Le vilain petit canard

«Au secondaire, je lisais des auteurs profonds, comme Camus ou Kundera, des romans d’adultes. Je traînais un petit carnet partout avec moi; j’y notais tout. Je portais de grosses lunettes avec des verres épais comme des fonds de bouteille, des chandails rayés et des pantalons orange. J’étais un peu moche, mais j’adorais ça. Je me sentais mystique et marginale. J’avais l’impression de m’élever, de me concentrer sur l’essentiel, sur mon âme. Curieusement, j’étais super bien dans ma peau. J’aimais mon statut de petite fille étrange.

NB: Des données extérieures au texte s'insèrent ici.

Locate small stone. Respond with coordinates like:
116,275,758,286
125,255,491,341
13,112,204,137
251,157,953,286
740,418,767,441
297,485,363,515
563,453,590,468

À LIRE: Rencontre avec Jessica Paré  

«Mais le jour où j’ai enlevé mes grosses lunettes et mis des verres de contact, ma vie a changé. Soudainement, on me disait que j’étais belle. Ça m’a traumatisée. Du jour au lendemain, j’ai eu envie d’être la plus belle. Je me suis mise à acheter des vêtements plutôt que des livres. Je me suis perdue dans cette envie de plaire. C’est le théâtre qui m’a finalement ramenée à moi.»

 

 


La naissance d’une actrice

«Adolescente, j’allais dans un collège de filles, un peu catho. J’avais une grande fascination pour la dévotion. J’ai gardé cet intérêt envers les ascètes, les gens totalement dédiés à une seule chose.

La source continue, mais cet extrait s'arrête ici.